So what might it all mean for 2009? Here are some quick, short-term possibilities:
· As of January 28, 2009, the DJIA was down 37% from its December 2007 level. This compares with Euro Area (FTSE), down 55%; Britain (FTSE 100), 54%; China (SSEA), down 60%; India (BSE), down 63%; and Russia (RTS), down 76%. Due to the reputation of the U.S. and its relative market stability, international investors will flock to the U.S. stock market in 2009.
· Once Congress passes a stimulus package President Obama can sign, investors will come back in full force to “grab bargains” while they still can. I can already hear investors lamenting and complaining about how much money they could have made if…. By midyear consumer confidence will be on the upswing, although lower than the recent past.
· The dire predictions of unemployment rates of 10% or higher in 2009 will not materialize due to increased enrollment in higher education, depletion of manufacturing inventory and increased infrastructure spending.
· New housing starts will remain low/nonexistent in 2009, but governmental intervention will start to clear up the excess inventory. This will stabilize the housing markets, but new housing starts will remain depressed until 2012. Employees in the construction industry will need to either move into remodeling/repair work or obtain new skills.
· To assist with rising tuition costs and other political/social/economic issues, immigration reform will pass in the second half of 2009. This will bring additional dollars to the university systems (foreign students typically pay full tuition), increase tax revenues (through lawful employment) and increase investment in research and development (due to an influx of technology workers).

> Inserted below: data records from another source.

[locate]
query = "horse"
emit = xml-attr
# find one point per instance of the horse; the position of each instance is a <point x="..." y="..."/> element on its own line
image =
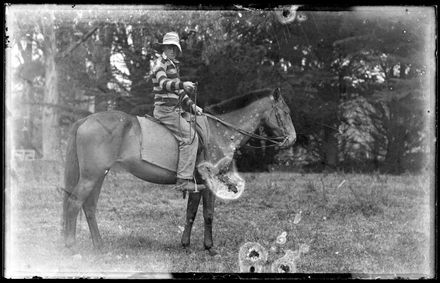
<point x="99" y="141"/>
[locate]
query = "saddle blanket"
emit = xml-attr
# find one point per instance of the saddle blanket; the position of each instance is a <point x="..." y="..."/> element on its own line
<point x="160" y="147"/>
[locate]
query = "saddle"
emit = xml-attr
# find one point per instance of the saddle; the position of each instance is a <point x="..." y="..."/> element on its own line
<point x="157" y="139"/>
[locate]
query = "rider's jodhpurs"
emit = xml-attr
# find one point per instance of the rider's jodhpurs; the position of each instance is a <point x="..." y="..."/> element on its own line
<point x="187" y="138"/>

· This recession could also foster conditions that will alleviate other business concerns. Regarding education and skills, an area that American business leaders have been criticizing, there is a marked uptick in applications for public four-year institutions, graduate schools and business schools. Although tuition prices are up, a down economy lowers students’ field of opportunity and justifies the costs of investing in higher education. It also (it is hoped) encourages high school students to stay in school and/or pursue vocational training. Diminished retirement savings will also keep a check on the imminent exodus of Baby Boomers from the workforce, forestalling the predicted skills shortage during the coming decade.
· Oh, and after 101 years, the Cubs finally win a World Series.
If these scenarios seem overly optimistic, we can again reflect on the words of Charles Dickens from A Tale of Two Cities “... tell Wind and Fire where to stop, but don’t tell me.” A simple, defiant call to rail against the storms of fortune and forge forward. Now is the time to plan for recovery and the opportunities the future may present. Exercise your own scenario-making skills to ensure your organization is ready for anything that 2009 has to offer. Editor’s Note: Maternity leave waits for no man … or woman … per “The Great Unknown … Life with a Baby” blog post, the author‘s baby was born in December, five weeks early, and delayed the publication of Part 2 of this blog.